Pourquoi y’a t-il si peu de femmes dans votre métier alors que les femmes sont de loin celles qui passent le plus de temps à cuisiner dans la vie quotidienne ?
Elles pensent différemment que les hommes. Elles sont aussi talentueuses mais c’est différent de transformer ce talent tous les jours 15 heures par jour et 7 jours par semaine. C’est un travail très dur qui demande beaucoup de temps. Ma femme fait la cuisine à la maison, moi le week-end quand on reçoit des amis.
Les divergences diplomatiques franco-américaines ont-elles eu un impact sur l’image de la cuisine française ?
En tant qu’Américain, je suis plus républicain dans mes pensées mais j’ai du mal à accepter la politique internationale de Bush. Depuis son arrivée, la réputation de la cuisine française se détériore. Il y a 10 ans, la bonne bouffe à Los Angeles, c’était français à part quelques exceptions, cela correspondait à l’élite. Aujourd’hui, cela a disparu et les bons restaurants franchouillards qui servaient de la daube, il y en a très peu. Il faut que la politique change.
Quelles qualités préférez-vous chez les Américains ?
Leur grandeur et leur tenacité. Les Américains ont bon coeur et ils écoutent ce que vous avez à dire.
Et qu’est-ce que vous aimez moins ?
Ils sont manipulables et se laissent faire par les médias. Les Américains travaillent énormement, ils ont peu de vie sociale ou de week-end en famille sous les cerisiers ! Ils ont peu de vacances, maximum 3 semaines par an.

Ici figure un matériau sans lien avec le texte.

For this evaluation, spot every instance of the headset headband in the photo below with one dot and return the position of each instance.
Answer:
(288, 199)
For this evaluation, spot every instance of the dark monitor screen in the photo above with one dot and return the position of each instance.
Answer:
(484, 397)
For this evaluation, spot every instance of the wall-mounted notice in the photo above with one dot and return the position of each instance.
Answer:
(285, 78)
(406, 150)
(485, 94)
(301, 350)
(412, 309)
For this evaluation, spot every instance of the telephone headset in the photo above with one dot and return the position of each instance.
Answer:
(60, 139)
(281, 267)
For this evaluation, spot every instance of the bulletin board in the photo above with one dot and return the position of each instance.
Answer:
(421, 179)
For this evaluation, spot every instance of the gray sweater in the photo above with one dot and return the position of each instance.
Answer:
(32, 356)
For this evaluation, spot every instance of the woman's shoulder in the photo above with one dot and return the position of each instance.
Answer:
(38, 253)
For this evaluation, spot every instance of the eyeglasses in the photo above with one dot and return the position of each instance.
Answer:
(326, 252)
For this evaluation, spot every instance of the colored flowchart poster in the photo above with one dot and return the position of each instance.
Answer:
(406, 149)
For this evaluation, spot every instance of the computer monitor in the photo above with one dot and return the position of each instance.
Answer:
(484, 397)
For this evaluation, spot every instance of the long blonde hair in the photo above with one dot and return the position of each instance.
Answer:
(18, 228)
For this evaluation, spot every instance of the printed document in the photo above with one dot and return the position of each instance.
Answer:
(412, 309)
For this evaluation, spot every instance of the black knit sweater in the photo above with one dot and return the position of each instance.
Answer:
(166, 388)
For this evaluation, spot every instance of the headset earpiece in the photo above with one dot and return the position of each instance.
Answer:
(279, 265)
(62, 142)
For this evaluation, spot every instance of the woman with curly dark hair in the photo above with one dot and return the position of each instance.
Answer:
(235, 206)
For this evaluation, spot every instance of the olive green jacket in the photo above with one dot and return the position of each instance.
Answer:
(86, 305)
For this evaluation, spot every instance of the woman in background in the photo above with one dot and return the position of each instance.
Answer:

Quels conseils donneriez-vous aux Français qui s’installent ?
J’ai appris que vous ne devez jamais comparer avec le pays d’où vous venez sinon vous n’aimez pas. C’est de plus en plus difficile de venir à cause des papiers d’immigration. Il faut d’abord venir en stage puis repartir et recommencer 2 ou 3 fois. On accueille des stagiaires de France, si cela se passe bien, on les sponsorise. Il faut être « open-minded »* et vivre avec tout le monde. C’est dur. Si vous venez dans l’idée de travailler 35 heures et faire fortune, vous vous trompez.
*ouvert d’esprit
Quel est votre rythme de travail ?
Avant je travaillais 70 à 80 heures par semaine. Aujourd’hui, c’est plutôt 10 à 12 heures par jour. Je passe du temps avec ma famille, ce qui est très important pour moi.
Qu’est ce qui vous manquerait si vous deviez quitter la Californie ?
Ici, il y a à la fois les palmiers, la montagne, le meilleur climat du monde. L’aisance de vivre me manquerait : ici, c’est facile d’être pauvre et d’être riche.